L’objectif commun : supprimer la friction. Ne plus sortir un appareil, ne plus taper, ne plus scroller. Juste penser, parler, agir.
Ce que Sandbar nous dit sur l’investissement early-stage
Au-delà de la technologie, l’histoire de Sandbar illustre une philosophie d’investissement rare aujourd’hui. Dans un monde où les startups IA lèvent des centaines de millions dès le seed, True Ventures reste concentré sur des tickets raisonnables, des équipes exceptionnelles et des visions à long terme.
Callaghan reconnaît la puissance de la vague IA actuelle, mais s’inquiète des cycles de financement circulaire qui gonflent les valorisations des infrastructures. Il préfère parier sur des entrepreneurs capables de créer de nouveaux comportements humains.
« Ce n’est pas la bague. C’est ce qu’elle permet. »
Jon Callaghan, en écho à son célèbre « It’s not the bike » pour Peloton
Cette approche patiente, presque romantique, a porté ses fruits par le passé. Elle pourrait bien le faire à nouveau.
Et après ? Vers un monde sans smartphone
Si Jon Callaghan a raison, nous sommes à l’aube d’un changement de plateforme aussi important que le passage du desktop au mobile il y a quinze ans. Le smartphone ne disparaîtra pas du jour au lendemain, mais il deviendra progressivement un outil secondaire, comme l’ordinateur fixe aujourd’hui.
Des objets plus discrets, plus spécialisés, plus intégrés à notre corps et à notre quotidien prendront le relais pour les interactions courantes. L’intelligence artificielle sera partout, mais invisible. Accessible par la voix, le geste, la pensée naissante.

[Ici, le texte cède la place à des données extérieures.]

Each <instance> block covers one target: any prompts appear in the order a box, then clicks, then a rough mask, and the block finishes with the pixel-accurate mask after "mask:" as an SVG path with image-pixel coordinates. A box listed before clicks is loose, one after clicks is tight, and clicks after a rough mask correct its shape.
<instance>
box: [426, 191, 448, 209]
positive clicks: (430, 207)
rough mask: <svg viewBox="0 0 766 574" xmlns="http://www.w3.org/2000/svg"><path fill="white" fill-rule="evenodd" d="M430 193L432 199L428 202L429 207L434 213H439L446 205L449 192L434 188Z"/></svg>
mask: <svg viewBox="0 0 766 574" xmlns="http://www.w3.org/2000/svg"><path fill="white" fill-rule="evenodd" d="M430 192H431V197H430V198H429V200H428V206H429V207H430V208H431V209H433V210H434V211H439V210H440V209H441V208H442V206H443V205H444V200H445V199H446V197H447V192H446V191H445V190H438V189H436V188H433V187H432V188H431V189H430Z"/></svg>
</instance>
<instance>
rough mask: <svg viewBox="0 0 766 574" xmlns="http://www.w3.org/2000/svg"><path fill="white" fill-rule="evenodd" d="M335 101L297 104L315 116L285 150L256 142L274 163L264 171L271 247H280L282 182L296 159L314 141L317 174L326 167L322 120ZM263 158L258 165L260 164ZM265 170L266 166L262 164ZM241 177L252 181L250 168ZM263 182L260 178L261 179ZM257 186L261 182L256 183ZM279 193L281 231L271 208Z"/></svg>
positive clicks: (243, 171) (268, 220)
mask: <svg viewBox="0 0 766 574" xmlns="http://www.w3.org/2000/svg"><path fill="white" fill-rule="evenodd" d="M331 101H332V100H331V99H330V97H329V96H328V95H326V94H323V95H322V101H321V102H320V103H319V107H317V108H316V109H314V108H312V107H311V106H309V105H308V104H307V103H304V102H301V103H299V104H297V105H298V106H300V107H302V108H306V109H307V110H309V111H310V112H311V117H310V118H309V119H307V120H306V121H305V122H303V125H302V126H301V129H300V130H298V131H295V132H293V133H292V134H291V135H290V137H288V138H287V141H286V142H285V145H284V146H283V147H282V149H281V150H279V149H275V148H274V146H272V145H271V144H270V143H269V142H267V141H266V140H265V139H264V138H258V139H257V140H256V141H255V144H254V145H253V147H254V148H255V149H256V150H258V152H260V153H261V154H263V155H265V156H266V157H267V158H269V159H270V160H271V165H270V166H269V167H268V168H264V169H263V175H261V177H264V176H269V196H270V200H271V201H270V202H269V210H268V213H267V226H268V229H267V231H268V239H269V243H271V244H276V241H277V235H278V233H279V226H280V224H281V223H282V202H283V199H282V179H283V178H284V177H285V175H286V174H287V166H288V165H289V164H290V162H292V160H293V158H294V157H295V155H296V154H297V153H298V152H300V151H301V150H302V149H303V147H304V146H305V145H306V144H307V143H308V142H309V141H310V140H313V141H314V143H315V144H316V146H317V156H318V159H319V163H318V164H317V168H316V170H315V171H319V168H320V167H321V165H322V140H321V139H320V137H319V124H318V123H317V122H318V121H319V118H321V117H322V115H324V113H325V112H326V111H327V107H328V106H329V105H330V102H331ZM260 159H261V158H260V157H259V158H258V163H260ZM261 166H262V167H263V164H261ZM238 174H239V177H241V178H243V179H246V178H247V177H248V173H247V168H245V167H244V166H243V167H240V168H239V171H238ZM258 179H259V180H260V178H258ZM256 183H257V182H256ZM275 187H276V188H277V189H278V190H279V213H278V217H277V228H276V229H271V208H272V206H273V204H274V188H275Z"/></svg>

Sandbar n’est probablement qu’un premier pas. Mais un pas symbolique, porté par des investisseurs qui ont déjà vu venir plusieurs révolutions. Et quand quelqu’un qui a financé Fitbit, Ring et Peloton vous dit que le smartphone est condamné… il est peut-être temps de prêter attention.
Le futur ne se résume pas à des écrans plus grands ou des processeurs plus puissants. Il se joue dans la redéfinition de notre relation intime avec la technologie. Et cette relation pourrait bientôt passer par une simple bague à votre doigt.